Little Kids, Big World is Sarah Fox’s favorite event of the week.

“What do you think? Do they dig with their hands?” asked Fox to a group of children.

Fox enjoys bringing science and history alive at the North Dakota Heritage Center. Her latest project was 80 million years in the making.

“I think I have something,” said Everett Schmaltz

The Schmaltz family was digging this week’s activity. Five-year-old Everett Schmaltz is overjoyed with a discovery.

“Oo, I got a dino, I got a dinosaur face!” exclaimed Everett.

Each month, children like 8-year-old Scarlett Schmaltz, learn about paleontology.

“I like seeing their bones in the museum, kind of like these,” said Scarlett Schmaltz.

Their mom says Scarlett’s love for fossils began years ago.

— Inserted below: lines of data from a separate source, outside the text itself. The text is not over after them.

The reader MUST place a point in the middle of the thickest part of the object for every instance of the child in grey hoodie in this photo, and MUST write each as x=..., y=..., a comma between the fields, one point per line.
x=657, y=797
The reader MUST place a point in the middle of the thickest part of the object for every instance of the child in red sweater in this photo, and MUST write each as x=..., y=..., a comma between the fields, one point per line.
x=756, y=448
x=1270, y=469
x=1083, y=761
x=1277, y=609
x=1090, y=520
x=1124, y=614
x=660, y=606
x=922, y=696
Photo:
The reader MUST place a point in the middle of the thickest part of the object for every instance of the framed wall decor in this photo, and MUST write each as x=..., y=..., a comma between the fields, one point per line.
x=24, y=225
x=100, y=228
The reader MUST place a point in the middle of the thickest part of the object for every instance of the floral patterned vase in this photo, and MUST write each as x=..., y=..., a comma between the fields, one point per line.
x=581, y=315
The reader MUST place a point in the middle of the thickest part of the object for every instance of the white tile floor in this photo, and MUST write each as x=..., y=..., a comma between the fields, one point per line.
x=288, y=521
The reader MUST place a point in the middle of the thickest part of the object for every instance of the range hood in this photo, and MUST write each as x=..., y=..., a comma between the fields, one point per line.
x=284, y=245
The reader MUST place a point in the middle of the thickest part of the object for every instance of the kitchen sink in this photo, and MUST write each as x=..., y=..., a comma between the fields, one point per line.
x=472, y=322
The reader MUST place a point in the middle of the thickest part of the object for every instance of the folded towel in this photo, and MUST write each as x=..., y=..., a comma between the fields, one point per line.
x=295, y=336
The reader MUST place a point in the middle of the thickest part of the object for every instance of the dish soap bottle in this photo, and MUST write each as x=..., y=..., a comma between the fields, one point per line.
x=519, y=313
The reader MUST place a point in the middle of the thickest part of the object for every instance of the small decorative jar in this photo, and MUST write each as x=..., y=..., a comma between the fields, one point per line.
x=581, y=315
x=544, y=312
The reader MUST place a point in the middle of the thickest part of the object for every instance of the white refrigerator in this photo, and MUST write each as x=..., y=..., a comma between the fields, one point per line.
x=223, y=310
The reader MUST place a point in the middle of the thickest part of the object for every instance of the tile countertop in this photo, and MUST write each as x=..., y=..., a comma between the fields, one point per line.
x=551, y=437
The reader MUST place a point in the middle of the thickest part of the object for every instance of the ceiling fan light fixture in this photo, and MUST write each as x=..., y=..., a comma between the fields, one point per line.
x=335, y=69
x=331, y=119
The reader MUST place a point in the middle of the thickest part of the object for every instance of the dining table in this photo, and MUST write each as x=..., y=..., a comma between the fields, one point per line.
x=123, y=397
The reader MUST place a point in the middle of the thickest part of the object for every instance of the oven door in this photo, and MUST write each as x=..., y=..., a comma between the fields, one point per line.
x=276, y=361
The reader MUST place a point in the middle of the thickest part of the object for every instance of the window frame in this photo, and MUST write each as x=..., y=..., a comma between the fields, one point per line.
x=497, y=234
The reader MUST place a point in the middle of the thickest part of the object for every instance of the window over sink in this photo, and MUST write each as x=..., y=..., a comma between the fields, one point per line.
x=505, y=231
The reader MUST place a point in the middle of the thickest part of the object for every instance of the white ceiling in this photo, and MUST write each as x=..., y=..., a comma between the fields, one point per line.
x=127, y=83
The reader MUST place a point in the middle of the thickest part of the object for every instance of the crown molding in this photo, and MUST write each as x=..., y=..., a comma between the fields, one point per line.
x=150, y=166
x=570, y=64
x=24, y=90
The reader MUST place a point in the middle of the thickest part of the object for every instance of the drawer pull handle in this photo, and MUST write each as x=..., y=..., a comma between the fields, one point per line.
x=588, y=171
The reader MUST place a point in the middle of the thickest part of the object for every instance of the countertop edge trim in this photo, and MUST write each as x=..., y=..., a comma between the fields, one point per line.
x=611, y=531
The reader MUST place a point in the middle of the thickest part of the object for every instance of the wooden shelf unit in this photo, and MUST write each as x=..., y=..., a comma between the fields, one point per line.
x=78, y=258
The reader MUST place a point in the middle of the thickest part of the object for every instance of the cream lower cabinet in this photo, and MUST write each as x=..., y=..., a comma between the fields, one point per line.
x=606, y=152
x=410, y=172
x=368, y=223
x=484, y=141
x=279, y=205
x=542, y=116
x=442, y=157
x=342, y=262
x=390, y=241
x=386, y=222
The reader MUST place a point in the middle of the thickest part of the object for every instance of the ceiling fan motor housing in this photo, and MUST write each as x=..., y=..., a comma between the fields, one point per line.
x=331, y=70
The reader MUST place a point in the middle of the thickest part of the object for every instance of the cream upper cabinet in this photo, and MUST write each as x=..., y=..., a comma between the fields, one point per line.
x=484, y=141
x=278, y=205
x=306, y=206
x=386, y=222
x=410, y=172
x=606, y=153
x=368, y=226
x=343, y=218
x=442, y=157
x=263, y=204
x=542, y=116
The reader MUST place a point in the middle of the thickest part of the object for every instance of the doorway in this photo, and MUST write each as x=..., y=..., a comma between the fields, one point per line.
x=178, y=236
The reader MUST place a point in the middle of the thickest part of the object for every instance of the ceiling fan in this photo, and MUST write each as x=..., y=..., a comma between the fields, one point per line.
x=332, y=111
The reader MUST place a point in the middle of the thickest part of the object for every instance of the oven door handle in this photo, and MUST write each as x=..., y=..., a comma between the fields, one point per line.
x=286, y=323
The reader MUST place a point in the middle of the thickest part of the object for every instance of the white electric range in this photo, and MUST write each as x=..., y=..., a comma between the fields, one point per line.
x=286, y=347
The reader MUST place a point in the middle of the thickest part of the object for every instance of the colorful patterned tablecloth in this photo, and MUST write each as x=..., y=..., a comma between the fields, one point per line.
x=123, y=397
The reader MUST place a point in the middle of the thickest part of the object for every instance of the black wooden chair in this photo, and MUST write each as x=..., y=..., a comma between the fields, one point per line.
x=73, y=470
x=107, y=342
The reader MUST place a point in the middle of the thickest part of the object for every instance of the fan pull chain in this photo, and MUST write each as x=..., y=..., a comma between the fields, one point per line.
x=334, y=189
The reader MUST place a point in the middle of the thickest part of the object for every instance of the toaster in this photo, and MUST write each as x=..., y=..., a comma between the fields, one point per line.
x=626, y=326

“She draws a lot of dinosaur stuff and dreams about all the shovels and tools she’s going to have so it’s kind of cool,” said Jennifer Schmaltz.

And four-year-old Kai Gibbins also shows off his findings.

“These things and I find this [dinosaur skull],” said Gibbins.

Kai said he studied how to dig by watching movies about dinosaurs.

“[I love] dinosaur movies, yes and dinosaur books! I like Jurassic World,” explained Gibbins.

Instructor Sarah Fox said even as a teacher, there’s always more to learn.

“I love doing this because I love hearing how much they know about dinosaurs and they tell me more. You know they know way more than I do and they share their knowledge and they’re so excited to share that knowledge with me,” said Fox.

Next week students can share more knowledge when they learn about dinosaur eggs.

Although Saturday’s digs didn’t have real dinosaur bones, the kids got to practice with the same tools that scientists use in the field and they got to keep what they found.